GLI OCCHI DI ORIANA

Come tutte le mattine arrivai a casa di Oriana intorno alle nove con i giornali in mano. Dovetti suonare il campanello dal momento che Oriana mi aveva preso le chiavi di casa sua. Mi fece entrare e salimmo in cucina. Oriana iniziò a leggere il Corriere con la lente di ingrandimento. Ormai non mi voleva dare neppure la soddisfazione di leggerle i giornali. “Niente. Ancora non hanno scelto il nuovo Papa”-disse Oriana- e mi mandò ai piani di sotto per sistemare i cofanetti gialli della sua Trilogia nelle nuove librerie. Lei rimase in cucina. Dopo qualche ora sentii un urlo: “Sandroooo, Sandroooo, venga su di corsaaaa. Fumata biancaaaaa”. Ripresomi dallo choc dello spaventoso urlo, pensavo che fosse precipitata dalle scale, salii di corsa in cucina. Oriana stava in adorazione davanti alla televisione che mandava in sovraimpressione la scritta HABEMUS PAPAM. “Si sieda. Lei sta assistendo ad un evento storico, se ne rende contoooo”, “certo signora, pensi se eleggessero il cardinale di colore”, dissi stuzzicandola, “ma non dica bischerate. Devono eleggere Ratzinger. Io sono la nipote di una strega, per me faranno Ratzinger, gli ho anche mandato “L’Apocalisse” con un bel biglietto dove lo salutavo con affetto, è un mio amico, è troppo intelligente. E’ un rivoluzionario che odia la sinistra, proprio come me!!”
Dopo un’attesa di quasi un’ora con Oriana fissa davanti al televisore, finalmente si aprì la finestra del balcone da dove si sarebbe affacciato il nuovo Papa. I pesanti tendaggi rossi non si muovevano ancora. Oriana si mangiava le dita. Finalmente si vide una mano che spostava le tende rosse. Apparve il Cardinal Medina per dare l’annuncio. Oriana era in trepidazione, “non faccia scene isteriche eh!” disse a me che ero seduto tranquillo tranquillo, “scene isteriche!! Pensai e chi si muove!”
“Fratelli e sorelle” iniziò il Cardinale ripetendo in cinque lingue diverse quelle parole. Poi proseguì in latino: “Annuntio Vobis, Gaudio Magnum. Habemus Papam. Eminentissimum....reverendissimum dominum. Dominum Josephum. Sanctae Romanae Chiesae Cardinalem Ratzinger”.
“AAAAAAAAAAAAAAHHHHHHHHHHHHHH” Oriana urlando come una posseduta si inginocchiò. “Oh Ratzinger, oh Ratzinger urlava alla maniera toscana che tanto mi ricordava Benigni.
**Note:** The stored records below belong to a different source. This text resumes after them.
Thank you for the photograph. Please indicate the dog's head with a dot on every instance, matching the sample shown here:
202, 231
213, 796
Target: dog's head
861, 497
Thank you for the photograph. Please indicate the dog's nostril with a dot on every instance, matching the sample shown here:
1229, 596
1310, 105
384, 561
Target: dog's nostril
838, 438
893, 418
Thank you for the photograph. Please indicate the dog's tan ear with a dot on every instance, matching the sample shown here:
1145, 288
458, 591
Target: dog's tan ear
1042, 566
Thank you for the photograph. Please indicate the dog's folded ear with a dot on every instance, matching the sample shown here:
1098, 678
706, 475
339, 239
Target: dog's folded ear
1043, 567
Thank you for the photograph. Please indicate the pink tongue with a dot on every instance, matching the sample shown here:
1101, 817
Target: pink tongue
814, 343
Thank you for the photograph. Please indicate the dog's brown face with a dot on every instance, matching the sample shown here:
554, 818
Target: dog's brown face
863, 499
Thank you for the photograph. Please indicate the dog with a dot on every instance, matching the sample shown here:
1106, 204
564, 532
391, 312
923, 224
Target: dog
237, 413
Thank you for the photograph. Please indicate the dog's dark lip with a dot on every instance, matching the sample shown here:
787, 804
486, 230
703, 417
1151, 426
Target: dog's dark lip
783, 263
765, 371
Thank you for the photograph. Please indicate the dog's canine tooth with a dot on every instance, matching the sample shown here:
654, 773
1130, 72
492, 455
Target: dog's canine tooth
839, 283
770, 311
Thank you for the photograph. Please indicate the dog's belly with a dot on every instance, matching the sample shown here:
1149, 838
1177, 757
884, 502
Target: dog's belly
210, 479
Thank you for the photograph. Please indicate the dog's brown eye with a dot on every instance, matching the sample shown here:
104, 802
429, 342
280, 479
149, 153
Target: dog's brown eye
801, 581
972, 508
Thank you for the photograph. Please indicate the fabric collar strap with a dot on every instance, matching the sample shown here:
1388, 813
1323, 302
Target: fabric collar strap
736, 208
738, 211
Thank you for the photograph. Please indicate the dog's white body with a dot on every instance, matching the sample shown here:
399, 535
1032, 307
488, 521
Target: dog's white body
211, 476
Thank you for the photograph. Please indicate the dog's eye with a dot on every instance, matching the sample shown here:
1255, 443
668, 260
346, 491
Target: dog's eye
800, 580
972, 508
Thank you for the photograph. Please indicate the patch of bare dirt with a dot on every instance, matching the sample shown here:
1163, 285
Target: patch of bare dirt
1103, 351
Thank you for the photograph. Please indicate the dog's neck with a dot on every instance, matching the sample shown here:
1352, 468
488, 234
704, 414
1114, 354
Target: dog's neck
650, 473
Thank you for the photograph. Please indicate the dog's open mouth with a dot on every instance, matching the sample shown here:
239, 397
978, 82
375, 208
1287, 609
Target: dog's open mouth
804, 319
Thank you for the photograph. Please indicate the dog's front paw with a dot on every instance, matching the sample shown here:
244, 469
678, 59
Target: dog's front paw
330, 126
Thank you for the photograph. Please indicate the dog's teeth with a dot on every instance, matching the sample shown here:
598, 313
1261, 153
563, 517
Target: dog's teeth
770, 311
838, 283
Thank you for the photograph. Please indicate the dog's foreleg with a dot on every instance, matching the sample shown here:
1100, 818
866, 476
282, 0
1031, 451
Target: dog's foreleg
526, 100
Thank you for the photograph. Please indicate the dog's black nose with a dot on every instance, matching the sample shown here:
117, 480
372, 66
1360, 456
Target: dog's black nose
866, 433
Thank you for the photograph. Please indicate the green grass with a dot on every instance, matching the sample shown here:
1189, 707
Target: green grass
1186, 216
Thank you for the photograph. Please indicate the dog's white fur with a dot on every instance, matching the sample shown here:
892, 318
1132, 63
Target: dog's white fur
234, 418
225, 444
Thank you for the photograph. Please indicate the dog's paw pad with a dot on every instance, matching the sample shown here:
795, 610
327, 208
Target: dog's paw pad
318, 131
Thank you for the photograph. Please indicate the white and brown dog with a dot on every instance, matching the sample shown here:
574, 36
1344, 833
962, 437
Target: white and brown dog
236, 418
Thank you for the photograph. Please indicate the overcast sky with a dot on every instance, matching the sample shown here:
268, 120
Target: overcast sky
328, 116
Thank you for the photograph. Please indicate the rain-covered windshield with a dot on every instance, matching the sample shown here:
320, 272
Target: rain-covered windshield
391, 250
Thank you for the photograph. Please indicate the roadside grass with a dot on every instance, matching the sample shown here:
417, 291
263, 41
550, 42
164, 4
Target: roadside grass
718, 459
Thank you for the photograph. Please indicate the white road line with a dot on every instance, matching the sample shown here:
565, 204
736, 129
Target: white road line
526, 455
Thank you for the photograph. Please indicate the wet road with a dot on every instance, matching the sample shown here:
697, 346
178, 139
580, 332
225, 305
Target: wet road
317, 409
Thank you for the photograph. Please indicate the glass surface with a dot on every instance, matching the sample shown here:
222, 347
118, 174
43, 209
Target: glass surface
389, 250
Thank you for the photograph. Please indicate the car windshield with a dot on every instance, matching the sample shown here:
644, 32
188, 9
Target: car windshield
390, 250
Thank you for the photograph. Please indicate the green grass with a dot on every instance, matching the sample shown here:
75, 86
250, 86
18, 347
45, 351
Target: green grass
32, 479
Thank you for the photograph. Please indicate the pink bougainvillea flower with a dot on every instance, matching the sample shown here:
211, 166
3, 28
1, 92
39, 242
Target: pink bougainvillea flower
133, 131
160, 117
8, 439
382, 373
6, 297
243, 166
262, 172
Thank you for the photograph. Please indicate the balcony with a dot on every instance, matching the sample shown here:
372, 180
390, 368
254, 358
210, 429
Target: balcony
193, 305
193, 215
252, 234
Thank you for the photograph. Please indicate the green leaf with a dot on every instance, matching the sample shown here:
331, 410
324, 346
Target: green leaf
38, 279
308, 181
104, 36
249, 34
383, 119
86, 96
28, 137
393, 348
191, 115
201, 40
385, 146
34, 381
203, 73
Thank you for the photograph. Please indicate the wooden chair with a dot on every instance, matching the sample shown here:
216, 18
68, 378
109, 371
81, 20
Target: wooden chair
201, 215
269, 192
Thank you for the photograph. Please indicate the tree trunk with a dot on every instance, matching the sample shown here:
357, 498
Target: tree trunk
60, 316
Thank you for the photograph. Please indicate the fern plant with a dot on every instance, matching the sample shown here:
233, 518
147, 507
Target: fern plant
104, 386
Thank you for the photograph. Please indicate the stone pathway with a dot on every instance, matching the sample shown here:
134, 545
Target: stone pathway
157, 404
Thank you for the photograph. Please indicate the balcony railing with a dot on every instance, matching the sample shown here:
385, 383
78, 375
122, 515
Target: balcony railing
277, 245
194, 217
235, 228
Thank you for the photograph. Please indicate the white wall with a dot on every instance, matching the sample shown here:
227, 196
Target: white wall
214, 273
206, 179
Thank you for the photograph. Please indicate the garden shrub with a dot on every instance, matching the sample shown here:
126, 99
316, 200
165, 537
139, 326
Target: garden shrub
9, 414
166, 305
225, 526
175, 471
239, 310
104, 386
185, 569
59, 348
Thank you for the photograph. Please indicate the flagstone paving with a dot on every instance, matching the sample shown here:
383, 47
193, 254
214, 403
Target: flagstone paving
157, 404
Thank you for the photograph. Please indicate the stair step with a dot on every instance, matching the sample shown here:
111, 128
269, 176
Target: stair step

Se mi guarisce gli occhi mi convertoooo e mi metto a credere in Dio. Mi converto come una puttana se mi guarisce! Sandro! Lei ha assistito ad un evento storico. E’ lui il leader dell’Occidente! E’ importante che l’abbiano eletto”. Oriana continuava a saltellare per la cucina. “Lo sapevooooo, lo sapevooo. Sandro. Scriva!” Presi carta e penna mentre Oriana iniziava a dettare:

“Urgente e personale per Giuliano Ferrara

Ha vinto la cassandrite della Fallaci e il culo di Ferrara. (In ogni senso, il culo più grosso e la Cassandra più infallibile del nostro tempo). Avrebbero dovuto eleggere noi due, in un diumvirato tipo Mario e Silla. (Ci saremmo divertiti tanto...) Comunque il Nostro è l’unico prete al quale abbia inviato un libro (“L’Apocalisse”, per Natale) con questa dedica: “Con tanto affetto dalla Sua Oriana Fallaci”.
Ora che si fa?!?”.

“Vada subito in ufficio, la batta a macchina e la mandi a Giuliano via fax”. “Vado subito signora”. Mentre mi preparavo ad andare Oriana stava continuando a sorridere e a pensare. “Aspetti, Sandro. Aggiunga questo: Post scriptum: Intanto esulto alla faccia di Mortadella and Company. Punto. Vada su”.
Andai di corsa in ufficio, scrissi la lettera al computer e la mandai subito al fax di Ferrara.
Il resto della giornata trascorse tranquillamente. Oriana era felice, continuava a sorridere e a pensare al suo libro spedito all’ormai Papa che fu chiamato Benedetto XVI°.
Brindammo abbondantemente quel giorno, ovviamente con lo champagne.